The goal of the profect is to evaluate the impact of our attacks on encrypted data sets produced via Symmetric Searchable Encryption schemes.
With the growing importance of digital data in everyday life, it is necessary to have backups and to have access from anywhere. For these reasons, outsourcing this digital data to a cloud provider is an enticing solution. However, some of this data, such as legal documents, banking and medical, the industrial patents or simply our emails can be sensitive and/or confidential, forcing the user to trust its cloud provider. Client-side symmetric encryption is the classical answer to the problem of data confidentiality. However, encryption prevents any server-side processing of the client data as is the norm on plaintext data. In particular, a server is not able to answer search queries, that is given a keyword, retrieve the documents containing that keyword. Symmetric Searchable Encryption (SSE) schemes introduced in 2000 by Song et al. aim at retaining this search capability on encrypted data. SSE scheme is a protocol between a client and a server. The client owns a sensitive data set but has limited computational power and storage capacity. The server has a large storage space and high processing power, but is not trusted by the client except for executing correctly the search protocol. The set of plaintext documents are stored in a database. An SSE scheme creates metadata that is protected in an encrypted database and then stored by the server. From a keyword and his symmetric secret key the client creates a search token that is sent to the server who finds the encrypted documents matching the query with the help of encrypted database. Such documents are then sent back to the client for decryption.
In this project, we run our three different attacks on real-world encrypted data sets to show their devastating effect. The first data set is the email data set from the Enron corporation, built of 490,369 emails. The second and third data sets are mailing lists from the Apache foundation, namely Apache Commons and Apache Lucene composed respectively of 28,997 and 58,884 emails. The last data set is the Project Gutenberg composed of 21,602 copyright free books.

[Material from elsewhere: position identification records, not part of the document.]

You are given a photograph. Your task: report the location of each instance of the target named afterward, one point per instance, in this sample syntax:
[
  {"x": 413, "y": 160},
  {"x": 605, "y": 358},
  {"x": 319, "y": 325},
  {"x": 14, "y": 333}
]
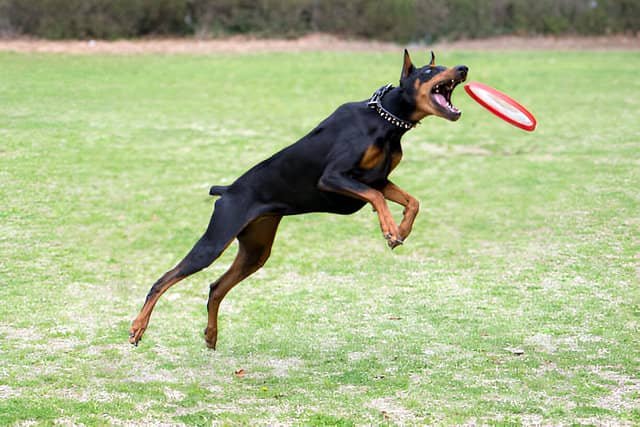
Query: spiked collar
[{"x": 375, "y": 103}]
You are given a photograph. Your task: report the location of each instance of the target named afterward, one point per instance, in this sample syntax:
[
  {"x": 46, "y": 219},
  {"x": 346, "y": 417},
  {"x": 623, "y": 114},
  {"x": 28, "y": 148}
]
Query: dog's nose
[{"x": 462, "y": 71}]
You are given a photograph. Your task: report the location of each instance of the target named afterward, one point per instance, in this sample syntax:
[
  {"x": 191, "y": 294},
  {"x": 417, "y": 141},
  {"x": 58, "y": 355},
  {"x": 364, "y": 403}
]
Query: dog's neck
[{"x": 396, "y": 102}]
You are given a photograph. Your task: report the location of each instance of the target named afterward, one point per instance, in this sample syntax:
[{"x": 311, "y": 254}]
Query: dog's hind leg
[
  {"x": 226, "y": 222},
  {"x": 255, "y": 247}
]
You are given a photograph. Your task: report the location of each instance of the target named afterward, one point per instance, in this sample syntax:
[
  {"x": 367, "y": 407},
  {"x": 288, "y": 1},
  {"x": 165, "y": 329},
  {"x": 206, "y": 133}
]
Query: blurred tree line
[{"x": 397, "y": 20}]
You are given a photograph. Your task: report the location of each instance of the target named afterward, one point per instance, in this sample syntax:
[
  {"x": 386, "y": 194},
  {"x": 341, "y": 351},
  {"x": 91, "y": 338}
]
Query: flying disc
[{"x": 502, "y": 105}]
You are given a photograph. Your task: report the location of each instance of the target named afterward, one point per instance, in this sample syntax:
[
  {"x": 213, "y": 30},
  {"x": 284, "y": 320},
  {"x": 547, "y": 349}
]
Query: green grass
[{"x": 524, "y": 241}]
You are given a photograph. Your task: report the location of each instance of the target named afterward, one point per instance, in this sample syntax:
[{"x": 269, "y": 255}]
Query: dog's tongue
[{"x": 440, "y": 99}]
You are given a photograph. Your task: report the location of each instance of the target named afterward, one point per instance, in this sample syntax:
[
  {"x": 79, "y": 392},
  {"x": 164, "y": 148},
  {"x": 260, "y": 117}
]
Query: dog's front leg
[
  {"x": 411, "y": 206},
  {"x": 339, "y": 183}
]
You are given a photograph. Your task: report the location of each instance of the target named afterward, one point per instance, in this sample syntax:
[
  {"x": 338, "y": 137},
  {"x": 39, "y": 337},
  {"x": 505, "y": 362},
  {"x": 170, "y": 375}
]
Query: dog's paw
[
  {"x": 393, "y": 241},
  {"x": 136, "y": 332}
]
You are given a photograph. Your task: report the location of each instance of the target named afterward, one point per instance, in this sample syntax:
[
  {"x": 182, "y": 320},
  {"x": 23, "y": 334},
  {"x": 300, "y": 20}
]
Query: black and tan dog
[{"x": 338, "y": 167}]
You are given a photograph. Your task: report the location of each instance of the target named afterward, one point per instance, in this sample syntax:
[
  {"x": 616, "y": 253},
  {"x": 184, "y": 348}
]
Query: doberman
[{"x": 338, "y": 167}]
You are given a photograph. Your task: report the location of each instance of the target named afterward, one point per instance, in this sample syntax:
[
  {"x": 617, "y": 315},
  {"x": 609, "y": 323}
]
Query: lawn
[{"x": 515, "y": 300}]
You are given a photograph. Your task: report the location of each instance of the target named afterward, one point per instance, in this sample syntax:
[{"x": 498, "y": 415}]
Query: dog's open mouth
[{"x": 441, "y": 96}]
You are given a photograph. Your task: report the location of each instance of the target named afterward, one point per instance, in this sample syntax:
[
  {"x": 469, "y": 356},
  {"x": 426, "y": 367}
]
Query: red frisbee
[{"x": 502, "y": 105}]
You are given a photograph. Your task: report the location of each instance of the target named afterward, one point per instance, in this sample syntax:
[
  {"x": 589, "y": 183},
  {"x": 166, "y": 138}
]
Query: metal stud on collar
[{"x": 375, "y": 103}]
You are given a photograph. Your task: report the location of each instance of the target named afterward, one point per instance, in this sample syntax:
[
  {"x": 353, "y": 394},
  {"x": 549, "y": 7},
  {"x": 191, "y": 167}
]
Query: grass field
[{"x": 515, "y": 300}]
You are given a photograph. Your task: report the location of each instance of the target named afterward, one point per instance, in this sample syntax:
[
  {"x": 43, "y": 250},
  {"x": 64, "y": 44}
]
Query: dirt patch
[{"x": 312, "y": 42}]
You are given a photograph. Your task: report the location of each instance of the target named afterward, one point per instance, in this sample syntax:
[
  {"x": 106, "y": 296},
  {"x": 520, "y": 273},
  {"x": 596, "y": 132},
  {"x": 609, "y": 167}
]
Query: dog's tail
[{"x": 218, "y": 190}]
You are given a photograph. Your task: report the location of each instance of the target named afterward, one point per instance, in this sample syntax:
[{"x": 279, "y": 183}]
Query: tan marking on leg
[
  {"x": 396, "y": 194},
  {"x": 255, "y": 247}
]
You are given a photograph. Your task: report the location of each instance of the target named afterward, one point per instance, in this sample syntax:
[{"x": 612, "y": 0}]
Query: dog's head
[{"x": 430, "y": 87}]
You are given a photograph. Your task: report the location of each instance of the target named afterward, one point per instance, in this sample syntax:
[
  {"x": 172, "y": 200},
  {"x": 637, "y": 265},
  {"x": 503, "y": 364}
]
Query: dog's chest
[{"x": 378, "y": 160}]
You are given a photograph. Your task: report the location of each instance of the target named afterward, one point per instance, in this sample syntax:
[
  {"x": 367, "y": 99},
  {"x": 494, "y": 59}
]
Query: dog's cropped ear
[
  {"x": 432, "y": 63},
  {"x": 407, "y": 66}
]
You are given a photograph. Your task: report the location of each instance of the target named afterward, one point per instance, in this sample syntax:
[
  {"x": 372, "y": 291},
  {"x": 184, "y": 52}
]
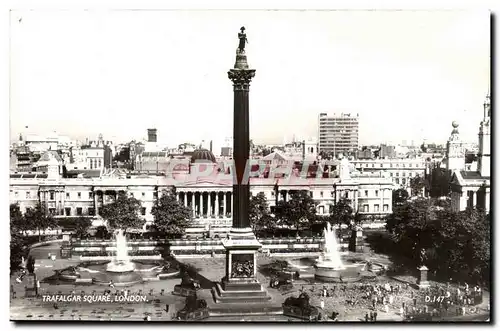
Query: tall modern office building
[{"x": 338, "y": 133}]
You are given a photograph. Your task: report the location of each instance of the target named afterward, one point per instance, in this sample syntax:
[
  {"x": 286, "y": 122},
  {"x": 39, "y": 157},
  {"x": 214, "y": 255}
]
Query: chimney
[{"x": 152, "y": 137}]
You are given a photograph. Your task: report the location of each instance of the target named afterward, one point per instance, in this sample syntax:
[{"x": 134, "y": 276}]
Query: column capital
[{"x": 241, "y": 78}]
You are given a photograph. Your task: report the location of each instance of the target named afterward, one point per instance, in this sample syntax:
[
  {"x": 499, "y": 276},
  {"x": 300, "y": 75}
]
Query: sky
[{"x": 408, "y": 74}]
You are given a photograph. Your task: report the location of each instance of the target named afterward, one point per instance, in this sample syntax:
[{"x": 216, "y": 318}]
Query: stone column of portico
[
  {"x": 209, "y": 204},
  {"x": 96, "y": 206},
  {"x": 487, "y": 199},
  {"x": 224, "y": 208},
  {"x": 240, "y": 284},
  {"x": 217, "y": 204},
  {"x": 193, "y": 203}
]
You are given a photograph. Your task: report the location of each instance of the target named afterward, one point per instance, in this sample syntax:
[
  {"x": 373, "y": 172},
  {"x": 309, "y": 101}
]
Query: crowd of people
[{"x": 397, "y": 297}]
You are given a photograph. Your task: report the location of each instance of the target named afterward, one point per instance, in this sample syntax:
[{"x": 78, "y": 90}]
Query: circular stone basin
[
  {"x": 99, "y": 273},
  {"x": 350, "y": 272}
]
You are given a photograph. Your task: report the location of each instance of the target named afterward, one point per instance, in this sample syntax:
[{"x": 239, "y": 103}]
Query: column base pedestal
[
  {"x": 244, "y": 292},
  {"x": 240, "y": 284}
]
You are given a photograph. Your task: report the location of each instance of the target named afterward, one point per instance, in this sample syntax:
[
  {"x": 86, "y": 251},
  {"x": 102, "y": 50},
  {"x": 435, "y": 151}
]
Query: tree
[
  {"x": 79, "y": 225},
  {"x": 171, "y": 217},
  {"x": 456, "y": 244},
  {"x": 342, "y": 213},
  {"x": 298, "y": 211},
  {"x": 259, "y": 213},
  {"x": 417, "y": 185},
  {"x": 123, "y": 213},
  {"x": 16, "y": 238},
  {"x": 399, "y": 197},
  {"x": 38, "y": 219}
]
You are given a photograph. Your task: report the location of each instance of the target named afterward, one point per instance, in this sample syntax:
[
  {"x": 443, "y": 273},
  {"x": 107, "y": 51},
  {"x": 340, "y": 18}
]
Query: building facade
[
  {"x": 338, "y": 133},
  {"x": 208, "y": 197},
  {"x": 400, "y": 171},
  {"x": 471, "y": 189}
]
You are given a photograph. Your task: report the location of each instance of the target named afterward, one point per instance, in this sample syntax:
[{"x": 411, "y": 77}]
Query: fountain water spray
[
  {"x": 330, "y": 258},
  {"x": 121, "y": 261}
]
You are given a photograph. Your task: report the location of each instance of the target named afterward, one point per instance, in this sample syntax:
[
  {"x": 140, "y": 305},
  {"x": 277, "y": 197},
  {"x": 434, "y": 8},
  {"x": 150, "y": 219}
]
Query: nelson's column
[{"x": 240, "y": 284}]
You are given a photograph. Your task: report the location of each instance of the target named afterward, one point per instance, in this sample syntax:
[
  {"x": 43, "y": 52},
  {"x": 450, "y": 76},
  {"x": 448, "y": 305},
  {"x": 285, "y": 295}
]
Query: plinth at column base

Resources used (RAM CPU etc…)
16 VCPU, 64Gb of ram.
The programming language Python and the NoSQL database SSDB (an alternative to Redis).
Our attacks are devastating and have a real impact on the protected data in the cloud: regardless of the leakage profile, knowing a mere 1% of the document sets translates into over 90% of documents whose content is revealed over 70%. Moreover, having same knowledge from the data set, we show that we recover same rate of keywords whether it is with L4- or with L3-SSE schemes. We show too that the gap of security that exists between L2- and L1-SSE schemes is important since L1 attacks need to know a large amount of information to recover frequent keywords contrary to our L2 attack. Our results give a better understanding of the practical security of SSE schemes and hopefully will help practitioners make more secure SSE schemes.
Practical Passive Leakage-Abuse Attacks on Symmetric Searchable Encryption. Alexandre Anzala-Yamajako, Olivier Bernard, Matthieu Giraud, and Pascal Lafourcade. SECRYPT (International Conference on Security and Cryptography), Madrid, Spain, July 24-26, 2017.